Despite all efforts, critical patients may still not be able to survive with oxygen supplied through commercially available concentrators hence the WHO recommends that countries additionally design other equipment to produce larger quantities of oxygen.
“This is a sustainable solution for COVID-19 and beyond, but requires technical expertise for maintenance. WHO has also published technical specifications for the design of this equipment, as well as guidance for countries on oxygen sources and distribution,” Tedros said.
The WHO is also preparing to ship 9,800 pulse oximeters, which are devices to monitor and track blood oxygen levels. Even UNICEF is in the process of acquiring thousands of the pulse oximeters and 16,000 oxygen concentrators for 90 countries.
UNICEF’s supply division employee, Jonathan Howard-Brand told New York Times that there have been delays in delivery for the last five weeks. Paul Molinaro, chief of operations support and logistics at WHO, said that from the 14,000 oxygen concentrators ordered, only 2,000 have been delivered while another 2,000 are held up in transit.

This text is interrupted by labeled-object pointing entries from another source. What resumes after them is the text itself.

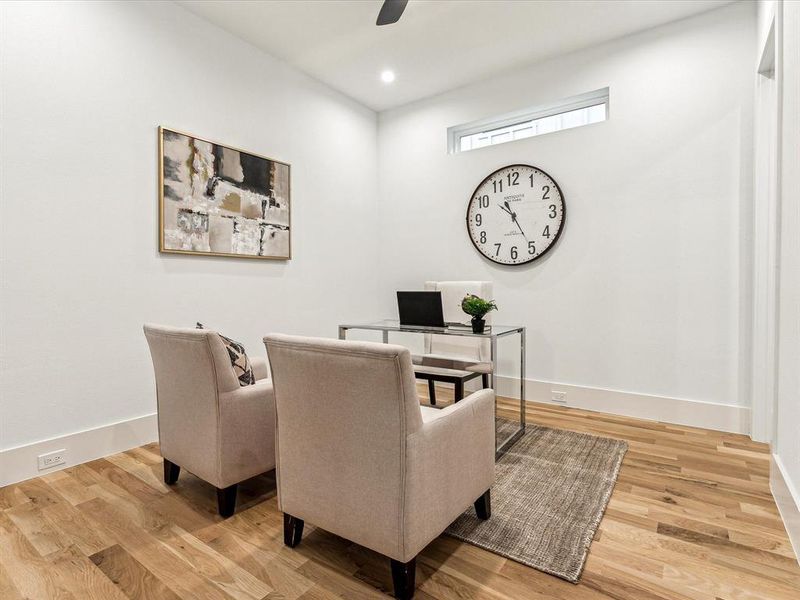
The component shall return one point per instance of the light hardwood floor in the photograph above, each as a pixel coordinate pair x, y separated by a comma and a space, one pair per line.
691, 518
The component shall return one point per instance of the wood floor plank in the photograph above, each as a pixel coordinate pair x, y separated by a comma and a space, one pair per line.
130, 576
691, 518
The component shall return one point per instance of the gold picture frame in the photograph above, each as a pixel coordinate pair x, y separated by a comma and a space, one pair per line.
219, 200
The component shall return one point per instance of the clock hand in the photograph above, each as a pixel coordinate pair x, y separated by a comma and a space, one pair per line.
507, 208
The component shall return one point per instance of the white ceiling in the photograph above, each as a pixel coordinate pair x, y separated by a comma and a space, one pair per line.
437, 45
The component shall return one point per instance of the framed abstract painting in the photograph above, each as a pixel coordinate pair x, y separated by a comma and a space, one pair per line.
215, 200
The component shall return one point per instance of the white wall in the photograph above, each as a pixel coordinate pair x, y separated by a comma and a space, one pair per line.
785, 475
643, 292
84, 87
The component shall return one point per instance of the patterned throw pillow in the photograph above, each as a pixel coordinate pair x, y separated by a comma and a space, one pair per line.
239, 361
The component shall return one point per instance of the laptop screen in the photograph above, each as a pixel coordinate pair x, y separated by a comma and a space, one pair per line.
420, 309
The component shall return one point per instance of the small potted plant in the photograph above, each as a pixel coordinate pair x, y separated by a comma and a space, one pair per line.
477, 308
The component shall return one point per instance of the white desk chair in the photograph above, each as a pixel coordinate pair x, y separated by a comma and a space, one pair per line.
456, 352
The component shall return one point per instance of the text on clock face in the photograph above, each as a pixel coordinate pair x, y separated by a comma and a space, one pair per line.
516, 215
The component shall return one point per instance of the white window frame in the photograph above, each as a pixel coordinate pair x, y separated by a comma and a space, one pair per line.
455, 133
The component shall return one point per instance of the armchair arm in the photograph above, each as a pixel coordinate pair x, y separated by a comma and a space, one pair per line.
260, 367
449, 464
247, 433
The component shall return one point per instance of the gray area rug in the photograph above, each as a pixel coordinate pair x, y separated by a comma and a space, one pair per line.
551, 491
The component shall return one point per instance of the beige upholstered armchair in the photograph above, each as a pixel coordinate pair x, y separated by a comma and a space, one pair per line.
207, 423
358, 456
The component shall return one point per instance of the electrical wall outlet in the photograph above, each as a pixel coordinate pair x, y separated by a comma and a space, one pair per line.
52, 459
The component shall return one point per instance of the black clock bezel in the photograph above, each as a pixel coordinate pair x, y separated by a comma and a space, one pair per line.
558, 234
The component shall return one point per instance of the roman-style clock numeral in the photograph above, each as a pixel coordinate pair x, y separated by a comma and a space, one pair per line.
513, 224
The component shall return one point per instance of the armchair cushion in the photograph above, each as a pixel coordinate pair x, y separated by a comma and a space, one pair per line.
239, 361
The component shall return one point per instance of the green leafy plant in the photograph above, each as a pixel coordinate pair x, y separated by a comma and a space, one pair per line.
477, 307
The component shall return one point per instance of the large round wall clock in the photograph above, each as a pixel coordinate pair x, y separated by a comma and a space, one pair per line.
516, 215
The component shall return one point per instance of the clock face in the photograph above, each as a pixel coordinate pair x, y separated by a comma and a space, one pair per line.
516, 215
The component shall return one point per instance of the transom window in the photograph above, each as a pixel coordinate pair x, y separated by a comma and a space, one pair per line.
564, 114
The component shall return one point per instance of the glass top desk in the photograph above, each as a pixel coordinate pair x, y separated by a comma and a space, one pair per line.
506, 431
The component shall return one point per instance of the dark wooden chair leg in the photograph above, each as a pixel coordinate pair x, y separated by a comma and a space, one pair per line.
171, 472
403, 578
292, 530
483, 505
226, 500
432, 392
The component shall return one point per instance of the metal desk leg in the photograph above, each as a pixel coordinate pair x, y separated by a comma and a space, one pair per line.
522, 378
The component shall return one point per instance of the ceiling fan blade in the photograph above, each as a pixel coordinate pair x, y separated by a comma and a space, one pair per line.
391, 11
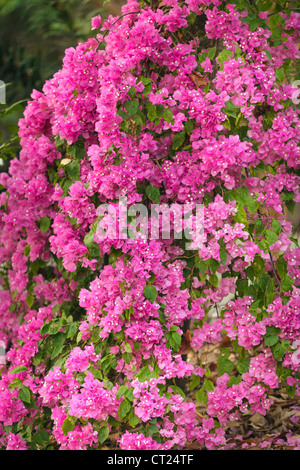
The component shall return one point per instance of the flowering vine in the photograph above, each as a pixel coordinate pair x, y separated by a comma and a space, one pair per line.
187, 103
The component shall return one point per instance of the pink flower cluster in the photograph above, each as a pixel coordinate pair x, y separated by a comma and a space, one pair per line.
97, 326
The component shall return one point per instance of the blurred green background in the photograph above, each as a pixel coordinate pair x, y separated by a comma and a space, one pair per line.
33, 37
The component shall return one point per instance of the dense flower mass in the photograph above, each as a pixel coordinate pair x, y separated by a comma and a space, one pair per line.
185, 105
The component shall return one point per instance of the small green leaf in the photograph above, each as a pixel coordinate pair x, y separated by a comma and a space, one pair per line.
153, 193
224, 56
18, 369
287, 284
150, 293
29, 300
178, 140
271, 237
271, 340
124, 409
103, 434
25, 395
242, 365
208, 386
132, 107
68, 425
278, 351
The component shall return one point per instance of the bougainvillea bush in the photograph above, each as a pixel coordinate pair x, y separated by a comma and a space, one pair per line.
190, 104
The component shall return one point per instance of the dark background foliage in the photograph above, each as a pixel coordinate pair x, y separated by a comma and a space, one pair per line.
34, 35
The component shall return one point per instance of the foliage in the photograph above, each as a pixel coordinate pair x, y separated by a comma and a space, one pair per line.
187, 103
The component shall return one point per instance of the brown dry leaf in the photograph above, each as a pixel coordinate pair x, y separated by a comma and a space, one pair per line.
198, 79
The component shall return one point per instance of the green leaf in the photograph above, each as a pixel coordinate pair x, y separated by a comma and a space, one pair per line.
242, 365
241, 216
68, 425
132, 107
124, 409
178, 140
29, 300
18, 369
225, 366
73, 169
208, 386
121, 390
200, 395
41, 438
153, 193
150, 293
224, 56
103, 434
195, 380
27, 250
271, 237
271, 340
151, 111
230, 108
275, 20
278, 351
133, 419
212, 52
287, 284
76, 150
168, 116
25, 395
276, 226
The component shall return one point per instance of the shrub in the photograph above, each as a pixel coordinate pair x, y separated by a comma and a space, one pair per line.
184, 105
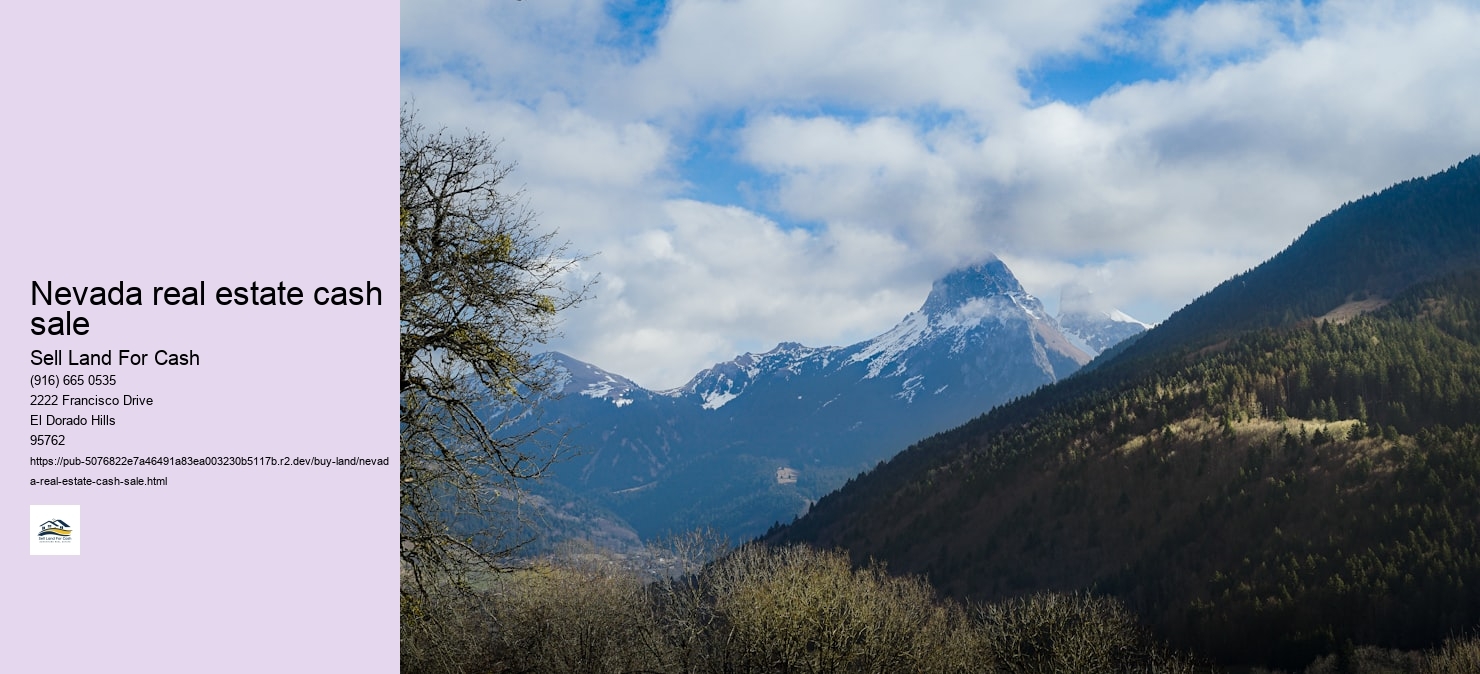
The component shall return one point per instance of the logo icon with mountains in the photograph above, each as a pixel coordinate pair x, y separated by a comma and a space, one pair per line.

On a global scale, the divide between the rich and poor has become evident now more than ever. While Western countries prioritize oxygen requirements on par with water and electricity, Guinea has one oxygen plant that does not work. Due to lockdowns, technicians could not fly out to restart it. African countries including Nigeria and Democratic Republic of Congo
do not have the medical equipment to support critically ill patients.
Nonetheless, oxygen, which seems like a free commodity, has brought profits to aerospace, mining and construction industries that need oxygen for their workers’ safety. Manufacturers cannot repurpose the same oxygen since it could contain harmful residues.